Loan HT., Parry J., Nga NTN., Yen LM., Binh NT., Thuy TTD., Duong NM., Campbell JI., Thwaites L., Farrar JJ., Parry CM.
Healthcare-associated pneumonia (HCAP) is a common complication in patients with severe tetanus. Nursing tetanus patients in a semi-recumbent body position could reduce the incidence of HCAP. In a randomised controlled trial we compared the occurrence of HCAP in patients with severe tetanus nursed in a semi-recumbent (30°) or supine position. A total of 229 adults and children (aged ≥1 year) with severe tetanus admitted to hospital in Vietnam, were randomly assigned to a supine (n=112) or semi-recumbent (n=117) position.
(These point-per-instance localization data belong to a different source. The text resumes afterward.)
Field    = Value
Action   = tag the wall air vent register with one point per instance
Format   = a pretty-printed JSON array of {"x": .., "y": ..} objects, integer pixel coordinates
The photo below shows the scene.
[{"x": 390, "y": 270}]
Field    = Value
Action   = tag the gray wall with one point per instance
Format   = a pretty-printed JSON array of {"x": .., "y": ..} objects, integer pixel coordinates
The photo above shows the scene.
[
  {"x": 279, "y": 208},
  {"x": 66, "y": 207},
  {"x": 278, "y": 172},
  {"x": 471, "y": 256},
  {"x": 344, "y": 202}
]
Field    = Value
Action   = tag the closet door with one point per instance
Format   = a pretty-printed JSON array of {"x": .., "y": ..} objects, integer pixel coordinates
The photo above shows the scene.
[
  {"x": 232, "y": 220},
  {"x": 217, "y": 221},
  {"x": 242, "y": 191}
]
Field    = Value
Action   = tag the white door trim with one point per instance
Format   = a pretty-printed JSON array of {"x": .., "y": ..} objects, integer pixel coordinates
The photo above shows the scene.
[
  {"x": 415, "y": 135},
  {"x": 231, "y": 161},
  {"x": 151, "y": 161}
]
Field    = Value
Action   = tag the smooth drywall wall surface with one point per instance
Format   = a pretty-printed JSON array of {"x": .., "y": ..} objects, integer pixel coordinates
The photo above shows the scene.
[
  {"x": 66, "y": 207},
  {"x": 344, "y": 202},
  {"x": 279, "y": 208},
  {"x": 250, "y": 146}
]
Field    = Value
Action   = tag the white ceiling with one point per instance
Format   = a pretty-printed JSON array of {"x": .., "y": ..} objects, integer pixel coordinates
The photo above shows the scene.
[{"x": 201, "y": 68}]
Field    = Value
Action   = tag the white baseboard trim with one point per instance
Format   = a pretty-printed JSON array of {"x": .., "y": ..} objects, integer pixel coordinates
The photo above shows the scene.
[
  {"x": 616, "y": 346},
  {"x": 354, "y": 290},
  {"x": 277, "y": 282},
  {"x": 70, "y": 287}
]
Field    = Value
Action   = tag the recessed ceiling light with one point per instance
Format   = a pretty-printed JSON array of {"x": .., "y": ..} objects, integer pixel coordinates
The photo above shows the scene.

For patients maintaining their assigned positions and in hospital for>48h there was no significant difference between the two groups in the frequency of clinically suspected pneumonia [22/106 (20.8%) vs 26/104 (25.0%); p=0.464], pneumonia rate/1000 intensive care unit days (13.9 vs 14.6; p=0.48) and pneumonia rate/1000 ventilated days (39.2 vs 38.1; p=0.72). Mortality in the supine patients was 11/112 (9.8%) compared with 17/117 (14.5%) in the semi-recumbent patients (p=0.277). The overall complication rate [57/112 (50.9%) vs 76/117 (65.0%); p=0.03] and need for tracheostomy [51/112 (45.5%) vs 69/117 (58.9%); p=0.04) was greater in semi-recumbent patients. Semi-recumbent body positioning did not prevent the occurrence of HCAP in severe tetanus patients.